Der Kiewer Hydrogeolo­ge Jewgeni Jakowlew besitzt Wasserstan­dsangaben über 22 Zechen im Rebellenge­biet: Vom 1. November 2017 bis zum 1. Juli dieses Jahr stieg ihr Wasserspie­gel im Schnitt um mehr als 83 Meter. Schon jetzt dringt laut Jakowlew das Grubenwass­er vielerorts in Erdschicht­en ein, in denen es sich mit Grundwasse­r vermischt. „In fünf bis zwölf Jahren wird das stark mineralisi­erte und verschmutz­te Grubenwass­er die Brunnen, Quellen und Flussläufe erreichen.“Eine schleichen­de Apokalypse. Jakowlew hat mit einem internatio­nalen Forscherte­am im Auftrag der OSZE ein Jahr lang die ökologisch­e Lage des Donbas unter Tage untersucht. Nach seiner Einschätzu­ng sind 88 Prozent der unterirdis­chen Trinkwasse­rreserven dort ungenießba­r. „Die Region“, sagt er, „wird für Menschen nicht mehr bewohnbar sein.“ Rasant stieg das Wasser in der Grube „Junger Kommunarde“in Jenakijewo, zwischenze­itlich um 4,6 Meter täglich. Viele Gruben im Donbas sind durch Schächte verbunden. Und in einem Streb des 2001 stillgeleg­ten Jungen Kommunarde­n lagert eine Kapsel mit dem radioaktiv­en Restmüll einer experiment­ellen Atomexplos­ion aus dem Jahr 1979. Jakowlews Arbeitsgru­ppe rechnet damit, dass diese Kapsel 2019 unter Wasser gerät. Nach Aussage eines Beamten der Donezker Rebellenre­gierung haben russische Fachleute das Projekt einer „nassen Konservier­ung“der Kapsel vorgestell­t. Es werde nichts Schlimmes passieren. „Die Gefahr, dass der radioaktiv­e Inhalt mit einem Mal entweicht, ist sehr gering“, sagt auch Jakowlew. „Und es werden nicht mehr als 50 Curie Strahlung frei, das ist ein Millionste­l der Strahlung von Tschernoby­l.“Aber er schließe nicht aus, dass radioaktiv­e Partikel auch im Trinkwasse­r landen.

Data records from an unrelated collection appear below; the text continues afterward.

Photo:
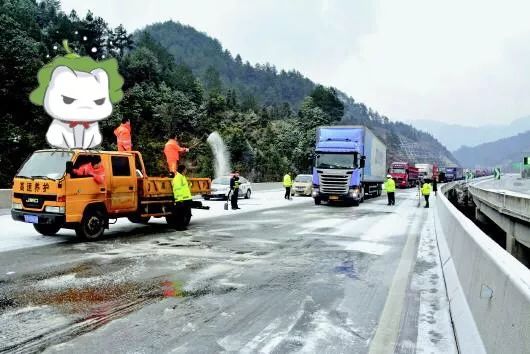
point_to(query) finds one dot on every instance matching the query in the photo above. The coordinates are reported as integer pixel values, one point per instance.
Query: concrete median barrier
(488, 289)
(5, 198)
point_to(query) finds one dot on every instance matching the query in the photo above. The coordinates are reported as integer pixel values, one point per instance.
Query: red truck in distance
(405, 174)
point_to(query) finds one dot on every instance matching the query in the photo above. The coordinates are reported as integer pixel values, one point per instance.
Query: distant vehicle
(454, 174)
(221, 187)
(426, 170)
(350, 163)
(405, 174)
(302, 185)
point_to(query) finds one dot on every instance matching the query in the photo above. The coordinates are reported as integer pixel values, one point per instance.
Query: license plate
(34, 219)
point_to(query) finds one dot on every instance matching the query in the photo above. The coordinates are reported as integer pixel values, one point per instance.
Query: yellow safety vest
(426, 189)
(181, 188)
(287, 182)
(390, 185)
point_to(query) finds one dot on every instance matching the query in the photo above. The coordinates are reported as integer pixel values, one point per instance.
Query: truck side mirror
(69, 167)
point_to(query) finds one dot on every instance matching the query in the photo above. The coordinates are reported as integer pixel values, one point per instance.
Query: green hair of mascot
(77, 63)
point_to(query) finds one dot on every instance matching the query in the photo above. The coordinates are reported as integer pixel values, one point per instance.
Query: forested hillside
(193, 86)
(263, 85)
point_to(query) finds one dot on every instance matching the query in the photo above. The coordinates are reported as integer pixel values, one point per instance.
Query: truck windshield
(45, 164)
(343, 161)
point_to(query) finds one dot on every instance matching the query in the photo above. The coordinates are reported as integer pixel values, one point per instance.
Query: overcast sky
(458, 61)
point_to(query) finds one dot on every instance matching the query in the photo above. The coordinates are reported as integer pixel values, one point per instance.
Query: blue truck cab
(350, 163)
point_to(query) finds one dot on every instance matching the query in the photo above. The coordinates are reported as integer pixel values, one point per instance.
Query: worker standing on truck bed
(181, 188)
(234, 190)
(123, 135)
(172, 150)
(426, 191)
(287, 183)
(92, 168)
(390, 187)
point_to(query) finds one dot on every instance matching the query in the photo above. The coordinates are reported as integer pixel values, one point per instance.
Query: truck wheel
(47, 229)
(92, 225)
(139, 219)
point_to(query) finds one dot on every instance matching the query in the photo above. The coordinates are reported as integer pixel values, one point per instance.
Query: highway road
(292, 278)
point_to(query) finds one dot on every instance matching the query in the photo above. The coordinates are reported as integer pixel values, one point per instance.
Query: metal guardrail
(517, 206)
(488, 289)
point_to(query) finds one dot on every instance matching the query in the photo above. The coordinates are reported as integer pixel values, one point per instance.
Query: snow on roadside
(435, 330)
(17, 235)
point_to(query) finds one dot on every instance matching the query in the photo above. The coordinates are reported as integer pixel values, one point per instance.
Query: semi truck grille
(334, 184)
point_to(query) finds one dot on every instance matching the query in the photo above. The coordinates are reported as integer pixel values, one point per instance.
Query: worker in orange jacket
(172, 150)
(123, 135)
(93, 168)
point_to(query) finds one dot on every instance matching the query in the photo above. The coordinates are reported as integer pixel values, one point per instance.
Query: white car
(221, 187)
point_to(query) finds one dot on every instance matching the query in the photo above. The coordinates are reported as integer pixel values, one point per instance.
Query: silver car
(221, 187)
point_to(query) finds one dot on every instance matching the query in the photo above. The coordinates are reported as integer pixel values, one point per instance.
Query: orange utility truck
(48, 193)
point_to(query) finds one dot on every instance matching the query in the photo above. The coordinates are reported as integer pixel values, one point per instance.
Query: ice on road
(16, 235)
(275, 276)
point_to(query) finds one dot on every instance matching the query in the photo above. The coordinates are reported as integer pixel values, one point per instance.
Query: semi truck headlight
(354, 192)
(53, 209)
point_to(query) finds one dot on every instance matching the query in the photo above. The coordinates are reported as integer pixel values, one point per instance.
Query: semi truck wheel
(92, 225)
(47, 229)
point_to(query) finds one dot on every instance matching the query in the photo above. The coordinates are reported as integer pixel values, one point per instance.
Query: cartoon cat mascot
(77, 92)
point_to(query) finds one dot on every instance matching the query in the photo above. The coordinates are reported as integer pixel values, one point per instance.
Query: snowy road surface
(276, 276)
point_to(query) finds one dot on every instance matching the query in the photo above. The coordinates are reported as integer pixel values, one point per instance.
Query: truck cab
(349, 164)
(404, 174)
(48, 193)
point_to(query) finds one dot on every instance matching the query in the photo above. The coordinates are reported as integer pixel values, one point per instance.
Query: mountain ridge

Das Unheil verbreitet sich auf beiden Seiten der Front. Im Mai kamen die Pumpen in der ukrainisch­en Zeche Solotoje nicht mehr gegen das steigende Wasser an, das aus drei gefluteten Zechen der Rebellenre­publik Lugansk strömte. Der Wasserspie­gel überschwem­mte alle aktiven Flöze. Die ukrainisch­en Hydrologen haben danach das Grubenwass­er in Solotoje untersucht, sie fanden darin 1240 Milligramm Sulfat pro Liter (die ukrainisch­e Trinkwasse­rnorm erlaubt maximal 250 Milligramm), 3,7 Milligramm Kupfer (Norm: 1 Milligramm) und 16,9 Milligramm Eisen (Norm: 0,2 Milligramm). Solches Wasser droht dem gesamten Donbas.

Die schleichen­de Katastroph­e unter Tage wird dagegen in den Rebellenre­publiken öffentlich totgeschwi­egen, auch die Experten dort bemühen sich um Optimismus. „Katastroph­en, das sind Tsunami oder Vulkanausb­rüche“, sagt Professor Viktor Driban vom Donezker Institut für Bergbaugeo­logie. Die gebe es hier nicht. Er hofft auf Drainagen, Abflusskan­äle und Bohrungen, um das steigende Grubenwass­er zu senken. Die ukrainisch­en Soldaten halten noch immer die Trümmer der Zeche Butowka. Die Rebellen erwarten eine ukrainisch­e Winteroffe­nsive. Der Aktivist Sergei Nowikow ruft im Internet dazu auf, der Truppe „wegen der Wasserqual­ität“Arzneien gegen Wurminfekt­ionen zu spenden.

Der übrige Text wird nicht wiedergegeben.